How many ways can $r$ nonconsecutive integers be chosen from the first $n$ integers?

Solution 1:

Another good way of solving problems like this is to set up a correspondence with a problem you already know how to solve. In this case, imagine that you've got a sorted set of six non-consecutive numbers $a_1, a_2, \dots a_6$ between 1 and 49. What does it look like? Well, the first number $a_1$ is essentially arbitrary; it can't be greater than a certain value (i.e. 39) or else there isn't 'room' for five more non-consecutive numbers above it, but we can ignore that for now.
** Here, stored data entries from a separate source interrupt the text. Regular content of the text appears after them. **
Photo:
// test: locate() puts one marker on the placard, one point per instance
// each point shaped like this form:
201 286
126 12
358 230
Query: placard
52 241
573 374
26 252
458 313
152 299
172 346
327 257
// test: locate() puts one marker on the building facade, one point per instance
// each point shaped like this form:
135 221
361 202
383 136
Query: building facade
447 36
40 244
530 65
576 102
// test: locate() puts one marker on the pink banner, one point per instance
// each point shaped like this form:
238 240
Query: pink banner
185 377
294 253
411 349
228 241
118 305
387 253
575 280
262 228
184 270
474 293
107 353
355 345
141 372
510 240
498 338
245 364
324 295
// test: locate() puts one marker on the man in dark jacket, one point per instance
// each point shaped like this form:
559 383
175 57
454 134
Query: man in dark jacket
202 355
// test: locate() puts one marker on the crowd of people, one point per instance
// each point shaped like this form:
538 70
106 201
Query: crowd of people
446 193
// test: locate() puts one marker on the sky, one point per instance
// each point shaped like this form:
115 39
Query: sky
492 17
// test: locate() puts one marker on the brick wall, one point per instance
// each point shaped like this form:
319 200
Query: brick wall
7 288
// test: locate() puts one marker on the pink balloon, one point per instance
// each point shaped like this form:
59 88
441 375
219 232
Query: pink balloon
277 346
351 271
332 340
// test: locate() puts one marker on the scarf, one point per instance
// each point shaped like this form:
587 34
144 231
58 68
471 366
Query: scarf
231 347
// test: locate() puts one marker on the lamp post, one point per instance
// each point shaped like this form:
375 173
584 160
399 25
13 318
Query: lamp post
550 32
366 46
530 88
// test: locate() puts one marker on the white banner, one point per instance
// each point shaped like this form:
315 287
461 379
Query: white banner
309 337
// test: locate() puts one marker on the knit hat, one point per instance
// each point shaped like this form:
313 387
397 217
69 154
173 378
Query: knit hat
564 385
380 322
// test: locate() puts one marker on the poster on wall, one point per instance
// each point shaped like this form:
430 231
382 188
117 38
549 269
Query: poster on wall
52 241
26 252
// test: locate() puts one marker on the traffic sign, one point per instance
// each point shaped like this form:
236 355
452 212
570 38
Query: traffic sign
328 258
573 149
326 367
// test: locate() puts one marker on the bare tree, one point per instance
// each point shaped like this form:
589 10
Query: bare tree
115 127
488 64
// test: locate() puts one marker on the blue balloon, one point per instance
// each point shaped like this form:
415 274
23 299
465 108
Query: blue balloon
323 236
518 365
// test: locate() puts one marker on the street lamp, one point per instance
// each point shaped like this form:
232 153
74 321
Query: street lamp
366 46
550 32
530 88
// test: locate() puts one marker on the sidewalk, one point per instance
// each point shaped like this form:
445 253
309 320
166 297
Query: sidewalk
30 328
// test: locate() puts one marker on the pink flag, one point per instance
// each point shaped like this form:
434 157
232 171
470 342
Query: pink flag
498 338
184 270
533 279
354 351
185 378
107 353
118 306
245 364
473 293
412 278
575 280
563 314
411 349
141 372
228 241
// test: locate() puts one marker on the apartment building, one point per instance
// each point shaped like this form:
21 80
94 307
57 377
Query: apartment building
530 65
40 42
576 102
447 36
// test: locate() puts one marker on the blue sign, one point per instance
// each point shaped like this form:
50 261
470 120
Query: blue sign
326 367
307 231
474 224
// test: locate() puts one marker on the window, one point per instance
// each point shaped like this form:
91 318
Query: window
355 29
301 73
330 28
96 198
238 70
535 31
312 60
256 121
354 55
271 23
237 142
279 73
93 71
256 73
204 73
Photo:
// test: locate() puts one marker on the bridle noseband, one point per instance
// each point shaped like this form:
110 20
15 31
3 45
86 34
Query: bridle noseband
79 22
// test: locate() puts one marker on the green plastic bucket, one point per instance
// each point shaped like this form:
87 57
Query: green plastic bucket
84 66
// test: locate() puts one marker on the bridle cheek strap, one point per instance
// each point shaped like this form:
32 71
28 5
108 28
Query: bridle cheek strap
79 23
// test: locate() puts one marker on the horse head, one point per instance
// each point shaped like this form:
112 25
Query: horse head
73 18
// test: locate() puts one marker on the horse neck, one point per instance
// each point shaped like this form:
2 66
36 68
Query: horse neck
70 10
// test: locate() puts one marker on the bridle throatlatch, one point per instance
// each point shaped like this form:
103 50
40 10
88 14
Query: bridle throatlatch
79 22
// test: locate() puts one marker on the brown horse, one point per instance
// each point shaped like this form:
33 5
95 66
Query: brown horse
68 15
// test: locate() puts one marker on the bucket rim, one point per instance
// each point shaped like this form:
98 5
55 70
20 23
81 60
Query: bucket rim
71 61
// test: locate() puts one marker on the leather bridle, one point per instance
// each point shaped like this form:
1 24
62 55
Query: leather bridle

The second number $a_2$ has to be greater than $a_1+1$ — that's what it means to be nonconsecutive, after all — so we know that $a_2-1$ (call this $b_2$) is greater than $a_1$. Similarly, $a_3$ has to be greater than $a_2+1$, so $a_3-1$ is greater than $a_2$, and $a_3-2$ is greater than $a_2-1 = b_2$; we can call this $b_3$. And so on, and so forth, until we define $b_6 = a_6-5$. But this correspondence works both ways — given the $b_n$ it's easy to get the $a_n$ — and so we have a one-to-one correspondence between our non-consecutive sets of numbers and an ordinary combination (but with a different upper bound - can you see what it should be?). It takes a while to build this sort of instinct, but learning how to spot these correspondences is the most basic tool for proving most combinatorial identities.

Solution 2:

In analogy to the Pascal triangle, define D(n,r) as the number of ways to select r items from n with no two consecutive. You can either use 1 or not. If you do use it, you can't use 2 but only need to pick r-1. If you don't use it you have n-1 items to pick r from. So D(n,r)=D(n-2,r-1)+D(n-1,r). The base case is D(2r-1,r)=1For values like this you can use a spreadsheet.